Cette partie contient un certain nombre d’articles de haute volée dont l’accès n’est toujours pas facile. Les spots sur des cas sont heureusement plus accessibles et permettent d’entrer dans le sujet. De même, la lecture de certains articles « plus concrets » rendent plus lisibles la notion de gouvernance. Ainsi, le chapitre « Quand le climat devient l’affaire des provinces chinoises » est très prometteur par sa problématique. Toutefois, le sujet a été traité par 5 étudiants de la School of Public Policy and Management (Université de Tsinghua – Pékin) dont le travail de recherche a été financé par l’université libre de Berlin et le ministère des Sciences et Techniques chinois. Le lecteur assiste dans un premier temps à un historique de l’évolution des structures. Depuis 2007, les développements institutionnels en vue de la lutte contre le changement climatique ont été spectaculaires mais on a du mal à voir en quoi. Quelques exemples sont rapidement développés : le Xinjiang déjà recouvert par un désert assiste à la fonte accélérée de ses glaciers. La promotion des énergies renouvelables devrait se substituer à terme aux combustibles conventionnels. Cette mesure est alliée à une politique de reboisement. La mise en œuvre de ces mesures est couplée à celle de la promotion des dirigeants locaux. Sans l’obtention de résultats tangibles, leur promotion est bloquée. Les auteurs estiment que la satisfaction de la hiérarchie et l’essor économique sont essentiels dans l’avancement des choses dans le domaine du développement durable. Ils ont, dans ce but, élaborer le modèle MPC – IC (p149) conjuguant motivation – pouvoir – capacité – incitations – contraintes. Ainsi, il s’avère au fil de la lecture que l’article est bien plus intéressant que le laissait penser le début du chapitre. En montrant les ressorts de la mise en œuvre du développement durable en Chine, les auteurs, sans le dire, montrent à quel point la mise en œuvre sincère est limitée. La sensibilisation au problème du changement climatique est bien secondaire dans cette évolution. Le réchauffement climatique n’est pris en compte que parce qu’il peut altérer la croissance économique chinoise. Ce qui compte, ce sont les résultats par les moyens par lesquels on y arrive.

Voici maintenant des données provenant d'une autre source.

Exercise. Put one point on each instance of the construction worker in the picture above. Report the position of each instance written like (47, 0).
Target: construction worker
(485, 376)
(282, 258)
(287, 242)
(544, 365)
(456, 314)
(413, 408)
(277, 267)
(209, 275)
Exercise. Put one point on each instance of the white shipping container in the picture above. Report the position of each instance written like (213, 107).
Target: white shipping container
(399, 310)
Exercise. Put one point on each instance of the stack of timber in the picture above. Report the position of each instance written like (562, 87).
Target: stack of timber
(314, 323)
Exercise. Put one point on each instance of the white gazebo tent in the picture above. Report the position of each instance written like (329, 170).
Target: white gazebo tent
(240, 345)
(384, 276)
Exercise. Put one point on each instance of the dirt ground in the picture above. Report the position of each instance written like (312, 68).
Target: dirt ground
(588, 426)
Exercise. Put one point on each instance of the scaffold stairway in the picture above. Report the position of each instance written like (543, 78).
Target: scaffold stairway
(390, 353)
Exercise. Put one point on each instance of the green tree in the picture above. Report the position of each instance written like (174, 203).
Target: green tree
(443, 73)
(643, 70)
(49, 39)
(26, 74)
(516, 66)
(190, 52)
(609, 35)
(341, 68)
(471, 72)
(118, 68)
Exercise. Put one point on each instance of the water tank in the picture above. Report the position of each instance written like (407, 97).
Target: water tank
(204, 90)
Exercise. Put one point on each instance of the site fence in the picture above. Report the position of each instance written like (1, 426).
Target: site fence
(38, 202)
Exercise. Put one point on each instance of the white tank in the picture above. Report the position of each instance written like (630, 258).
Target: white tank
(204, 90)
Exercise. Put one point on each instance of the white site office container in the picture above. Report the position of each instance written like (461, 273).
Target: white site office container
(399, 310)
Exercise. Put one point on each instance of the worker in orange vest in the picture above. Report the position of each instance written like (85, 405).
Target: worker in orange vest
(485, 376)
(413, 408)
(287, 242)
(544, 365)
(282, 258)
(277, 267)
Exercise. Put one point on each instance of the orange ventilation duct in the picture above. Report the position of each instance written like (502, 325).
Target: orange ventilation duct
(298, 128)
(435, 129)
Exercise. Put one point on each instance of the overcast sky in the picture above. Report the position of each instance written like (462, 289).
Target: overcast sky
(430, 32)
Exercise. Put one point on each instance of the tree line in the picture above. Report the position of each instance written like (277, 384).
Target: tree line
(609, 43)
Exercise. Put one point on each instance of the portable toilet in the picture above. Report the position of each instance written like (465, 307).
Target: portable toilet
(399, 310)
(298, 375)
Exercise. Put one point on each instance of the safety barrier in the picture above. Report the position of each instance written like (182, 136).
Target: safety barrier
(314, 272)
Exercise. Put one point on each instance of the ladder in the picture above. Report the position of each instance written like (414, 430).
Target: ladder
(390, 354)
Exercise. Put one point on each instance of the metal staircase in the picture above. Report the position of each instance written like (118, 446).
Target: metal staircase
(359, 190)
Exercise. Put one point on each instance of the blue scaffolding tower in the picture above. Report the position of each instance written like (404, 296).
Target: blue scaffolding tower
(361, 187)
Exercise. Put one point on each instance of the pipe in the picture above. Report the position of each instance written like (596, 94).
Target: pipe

La troisième partie de l’ouvrage est consacrée à quelques zooms sur les problèmes cruciaux de gouvernance. En une double page, à grands renforts de schémas, graphiques, une question est traitée selon une problématique. Ainsi, en est-il de la Haute mer : Peut-on la considérer comme la dernière frontière du droit international ? Le principe de la liberté des mers, théorisé par Grotius au XVII° (adoptée depuis, en 1970, dans le cadre de la convention des nations unies sur le droit de la mer), à une époque où l’espace marin était inexploré, n’est plus adapté à notre époque. Grâce aux progrès technologiques, les océans sont désormais accessibles à l’Homme. Les outils juridiques manquent. La World Ocean Conference de mai 2009 apportera, peut être, une solution à ce problème. Le cas de la Chine est repris dans cette partie de l’ouvrage avec la question de la ville et du climat. Les auteurs sont toutefois moins optimistes que les étudiants de la deuxième partie. L’Arctique n’est pas oublié. Les auteurs montrent les enjeux de cet espace (ouverture de routes maritimes plus longtemps, exploitations des ressources de gaz et minières, enjeux géopolitiques concrétisés par le plantage de drapeau russe à moins 4200 m en août 2007 sous l’Arctique) et les limites (risques d’accidents, surcoût de l’exploitation qui ne peut être que compensé que par un coût du pétrole élevé).

Ainsi, d’une partie à l’autre de l’ouvrage, les sujets se répondent. La première et la dernière partie présentent les faits de manière synthétique. La partie centrale offre des articles de fond, d’un accès pas toujours facile. L’enseignant du secondaire et les étudiants du supérieur trouveront largement de quoi mettre à jour leurs connaissances avec cet ouvrage. De nombreux documents (dans la dernière partie) sont exploitables en classe. Un bémol, toutefois : les couleurs (nuance de gris-rose) de ces derniers risquent de limiter leur utilisation en classe.